Scientists have worked out how to fix broken genes by inserting new ones into people's DNA, and they've now successfully tested the technique on sufferers of a rare liver disease.
Between 30 and 40 million people in Europe suffer from rare diseases and many of these diseases have genetic origins.
While some rare genetic diseases are complex, many are caused by faults in a single gene. Many of these patients could in theory be treated by using a virus to insert a new gene into their genome, thereby correcting the errors that caused the disease.
Researchers on the EU-funded AIPGENE project have used the technique, known as gene therapy, to insert a new copy of a gene into people who suffer from the rare genetic liver disease acute intermittent porphyria (AIP). The disease affects one in 10 000 people in the EU, with symptoms during a severe attack ranging from intense abdominal pain and neurological problems to temporary paralysis and death.
The researchers successfully concluded early stage tests on humans, taking them one step closer to developing gene therapy for liver disease and making AIP one of the first diseases that could be treated using this technique. In the Western world only one gene therapy drug has so far been approved for use, although it is not yet commercially available.
AIP is caused by a mutation in a gene which is involved in making a chemical compound called heme. Heme is essential for the function of aerobic cells but, in people with AIP, the production process gets stuck and ingredient molecules build up to toxic levels.
Currently the only cure for AIP is a liver transplant. However, if the single faulty gene could be replaced with a functioning version, it would provide an alternative cure for people with the disease.
Dr Gloria González-Aseguinolaza, coordinator and principal investigator for the AIPGENE project, explained how the virus was adapted to act as a gene delivery system, known as a vector.
‘Our research is mainly focused on the liver, but we know that this technology could be used for other diseases affecting other organs.’
Dr Gloria González-Aseguinolaza, Centre for Applied Medical Research, Spain
‘The virus we are using belongs to a family of viruses that affect humans, but we have replaced all the viral genes with our synthetic gene. Our gene has a specific promoter that will express this gene and the missing protein inside the liver.’
In the clinical trial, researchers gave eight patients with severe AIP the modified virus through an intravenous infusion. The main purpose of the trial was to test the safety of this approach, rather than its effectiveness.

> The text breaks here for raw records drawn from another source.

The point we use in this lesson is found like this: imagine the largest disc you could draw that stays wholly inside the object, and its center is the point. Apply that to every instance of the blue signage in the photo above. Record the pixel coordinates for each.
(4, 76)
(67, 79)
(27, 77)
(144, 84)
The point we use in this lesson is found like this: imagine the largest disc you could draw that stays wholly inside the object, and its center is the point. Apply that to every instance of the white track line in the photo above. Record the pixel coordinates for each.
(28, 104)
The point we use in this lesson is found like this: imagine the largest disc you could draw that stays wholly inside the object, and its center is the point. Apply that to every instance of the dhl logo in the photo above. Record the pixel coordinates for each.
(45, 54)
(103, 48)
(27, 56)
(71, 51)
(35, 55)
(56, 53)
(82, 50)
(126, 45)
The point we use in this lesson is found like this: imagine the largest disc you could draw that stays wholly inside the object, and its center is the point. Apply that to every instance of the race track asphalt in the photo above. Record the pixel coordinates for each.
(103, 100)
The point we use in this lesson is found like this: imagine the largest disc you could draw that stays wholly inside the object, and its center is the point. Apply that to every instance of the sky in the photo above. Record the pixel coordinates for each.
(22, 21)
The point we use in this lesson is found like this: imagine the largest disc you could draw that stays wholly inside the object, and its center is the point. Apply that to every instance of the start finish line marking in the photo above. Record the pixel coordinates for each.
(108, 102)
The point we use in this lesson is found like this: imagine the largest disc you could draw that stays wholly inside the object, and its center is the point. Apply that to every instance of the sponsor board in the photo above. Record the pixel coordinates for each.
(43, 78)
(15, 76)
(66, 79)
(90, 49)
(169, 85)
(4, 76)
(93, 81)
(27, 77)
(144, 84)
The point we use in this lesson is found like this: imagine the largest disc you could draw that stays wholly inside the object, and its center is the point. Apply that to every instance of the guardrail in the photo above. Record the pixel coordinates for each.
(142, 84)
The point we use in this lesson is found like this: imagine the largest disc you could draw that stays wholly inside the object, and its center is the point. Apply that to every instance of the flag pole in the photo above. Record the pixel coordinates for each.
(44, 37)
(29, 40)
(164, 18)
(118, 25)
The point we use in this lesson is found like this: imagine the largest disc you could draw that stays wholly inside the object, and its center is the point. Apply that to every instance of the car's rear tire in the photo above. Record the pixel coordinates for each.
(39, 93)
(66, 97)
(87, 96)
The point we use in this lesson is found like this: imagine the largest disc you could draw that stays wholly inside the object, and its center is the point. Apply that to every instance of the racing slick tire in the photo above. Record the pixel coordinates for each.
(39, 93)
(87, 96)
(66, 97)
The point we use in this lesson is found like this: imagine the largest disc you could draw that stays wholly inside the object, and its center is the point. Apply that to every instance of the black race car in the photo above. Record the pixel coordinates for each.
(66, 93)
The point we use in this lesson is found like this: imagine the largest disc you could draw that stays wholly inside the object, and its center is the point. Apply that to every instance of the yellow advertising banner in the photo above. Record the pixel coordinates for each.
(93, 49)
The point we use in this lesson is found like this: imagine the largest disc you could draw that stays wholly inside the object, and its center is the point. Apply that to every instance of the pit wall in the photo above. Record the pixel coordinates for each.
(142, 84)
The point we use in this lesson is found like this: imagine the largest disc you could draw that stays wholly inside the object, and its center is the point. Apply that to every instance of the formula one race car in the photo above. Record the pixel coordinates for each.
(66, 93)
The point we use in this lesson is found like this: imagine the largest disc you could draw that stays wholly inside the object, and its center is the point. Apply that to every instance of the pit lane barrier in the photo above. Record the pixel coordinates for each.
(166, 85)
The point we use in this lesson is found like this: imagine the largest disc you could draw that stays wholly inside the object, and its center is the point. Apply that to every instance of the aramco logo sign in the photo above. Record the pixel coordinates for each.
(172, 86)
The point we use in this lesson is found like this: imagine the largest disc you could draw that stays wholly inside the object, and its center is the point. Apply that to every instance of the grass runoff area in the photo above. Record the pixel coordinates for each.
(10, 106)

However, the researchers were amazed by the results. Dr González-Aseguinolaza said: ‘We were looking for something, like an inflammatory reaction or some acute toxicity due to vector administration, but we didn’t find any.
‘None of the patients complained after or during the administration of the vector, so what we can really say is that it is very safe.’
Although the data collected are still being analysed, the researchers are also pleased with the improvements they have seen in the quality of life of a number of the patients they treated, which suggests that the treatment is having a beneficial effect.
Now that the AIPGENE project has demonstrated the safety of the viral vector technique, the researchers are hoping to conduct a larger-scale trial to test the treatment’s effectiveness.
The project’s results are significant for other rare genetic diseases in which the deficiency of a gene causes certain molecules to build up to toxic levels, as it suggests they could also be treated using virus vectors carrying new genes.
Dr González-Aseguinolaza’s research group has already started working on similar gene therapy treatments for two other rare liver diseases, Wilson’s disease and hyperoxaluria, both of which can affect very young children and currently have no cure, except liver transplantation.
They are also collaborating with other research groups. ‘Our research is mainly focused on the liver, but we know that this technology could be used for other diseases affecting other organs,’ said Dr González-Aseguinolaza.
‘We are starting to collaborate with people working in other areas, for example the heart, brain and eyes. The technology is the same, although you might have to use a different serotype (strain of virus) to target other cells.’
Dr González-Aseguinolaza said that the viral vector technology is now close to being optimised and predicted that the next product is likely to be approved in five to six years. However whether it will be people with AIP, or those who suffer from other diseases, who are next to benefit from gene therapy is yet to be seen, as other research groups are starting clinical trials on other disorders and catching up.
The very first gene therapy drug in the Western world, developed using the viral vector technique, is expected to be commercially available later this year, following its approval by the European Medicines Agency and European Commission in 2012.
The drug, alipogene tiparvovec, is a treatment for lipoprotein lipase deficiency (LPLD), a serious disorder that affects roughly one in a million people, and is administered via a series of injections.
Due to a mutation in a single gene, people with LPLD lack the enzyme lipoprotein lipase (LPL), which breaks down fatty acids. As a result, large amounts of fat build up in their blood, leading to symptoms including abdominal pain and recurrent pancreatitis.
Symptoms can start from a very young age and before the approval of alipogene tiparvovec the only treatment was a strict low-fat diet.